La bureaucratie est un mal incurable dans notre pays. Cela est autant dommageable pour l'image de marque de l'Algérie auprès des grands décideurs financiers et industriels mondiaux que pour l'intérêt des investisseurs pour le marché algérien. Les plus hautes autorités du pays l'ont déclaré et répété à l'envi que la bureaucratie doit être éliminée, éradiquée. Mais, depuis l'ère Sellal, qui avait dans son plan d'action gouvernemental en 2012 prôné la réhabilitation des services publics, le rapprochement du citoyen de l'administration, les facilitations dans le domaine des investissements et l'allégement fiscal pour les entreprises, tout est allé de mal en pis.

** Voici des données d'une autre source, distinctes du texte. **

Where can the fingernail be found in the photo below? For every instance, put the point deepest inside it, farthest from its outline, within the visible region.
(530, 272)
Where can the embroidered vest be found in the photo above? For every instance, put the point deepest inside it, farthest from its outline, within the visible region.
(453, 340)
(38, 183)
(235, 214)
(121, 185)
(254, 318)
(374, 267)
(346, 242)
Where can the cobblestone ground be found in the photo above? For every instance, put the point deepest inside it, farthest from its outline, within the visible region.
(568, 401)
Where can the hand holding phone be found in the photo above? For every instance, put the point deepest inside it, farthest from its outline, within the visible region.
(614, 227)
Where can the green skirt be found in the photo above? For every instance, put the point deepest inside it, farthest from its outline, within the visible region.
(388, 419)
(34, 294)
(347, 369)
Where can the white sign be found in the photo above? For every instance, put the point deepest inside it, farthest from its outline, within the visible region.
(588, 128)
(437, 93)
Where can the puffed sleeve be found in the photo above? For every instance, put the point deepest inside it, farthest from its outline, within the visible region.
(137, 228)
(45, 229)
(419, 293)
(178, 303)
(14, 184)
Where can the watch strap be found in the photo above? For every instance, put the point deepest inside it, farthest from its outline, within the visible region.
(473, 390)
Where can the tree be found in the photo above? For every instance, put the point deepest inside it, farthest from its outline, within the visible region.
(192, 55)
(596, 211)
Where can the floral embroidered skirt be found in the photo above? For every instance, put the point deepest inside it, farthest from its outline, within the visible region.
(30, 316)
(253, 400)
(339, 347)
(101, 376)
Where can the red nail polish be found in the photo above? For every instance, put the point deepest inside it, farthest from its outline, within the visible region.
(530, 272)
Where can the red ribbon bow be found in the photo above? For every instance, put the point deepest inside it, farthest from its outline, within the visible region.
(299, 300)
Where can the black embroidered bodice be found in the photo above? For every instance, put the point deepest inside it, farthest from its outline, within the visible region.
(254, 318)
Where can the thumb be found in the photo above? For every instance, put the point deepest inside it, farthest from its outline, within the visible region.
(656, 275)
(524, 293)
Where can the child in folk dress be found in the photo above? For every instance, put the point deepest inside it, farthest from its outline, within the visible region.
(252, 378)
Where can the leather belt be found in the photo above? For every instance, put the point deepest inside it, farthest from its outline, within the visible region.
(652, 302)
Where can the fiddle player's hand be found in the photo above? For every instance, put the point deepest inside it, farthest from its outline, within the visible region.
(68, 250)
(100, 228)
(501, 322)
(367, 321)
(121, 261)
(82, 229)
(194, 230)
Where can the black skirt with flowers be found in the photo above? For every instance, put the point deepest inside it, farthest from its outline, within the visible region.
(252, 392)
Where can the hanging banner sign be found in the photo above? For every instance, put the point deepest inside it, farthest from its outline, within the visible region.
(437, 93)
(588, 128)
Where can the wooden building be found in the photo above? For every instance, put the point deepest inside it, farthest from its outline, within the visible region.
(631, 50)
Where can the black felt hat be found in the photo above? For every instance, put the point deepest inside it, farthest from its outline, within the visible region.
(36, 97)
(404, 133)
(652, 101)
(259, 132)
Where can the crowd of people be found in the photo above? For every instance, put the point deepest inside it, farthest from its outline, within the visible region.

Depuis maintenant une dizaine d'années, la lutte contre la bureaucratie a pris des allures de serpent de mer et, fatalement, les grands projets industriels, agricoles sont bloqués, sinon doivent passer par le trou de la serrure bureaucratique pour voir le jour. Résultat : le pays n'attire plus les investisseurs et reste lourdement lesté par les risques à l'investissement et l'incertitude quant à la suite à donner aux demandes d'investissement. Le constat de la Banque mondiale reste sans complaisance mais, surtout, douloureux pour tous ceux qui luttent vraiment pour donner un meilleur visage de l'économie algérienne et ses potentialités aux milieux d'affaires internationaux. Car les données rendues publiques par la Banque mondiale sur le climat des affaires en Algérie sont plutôt décevantes et, plus que tout, montrent que rien n'a été fait, pratiquement, pour améliorer le climat des affaires dans notre pays.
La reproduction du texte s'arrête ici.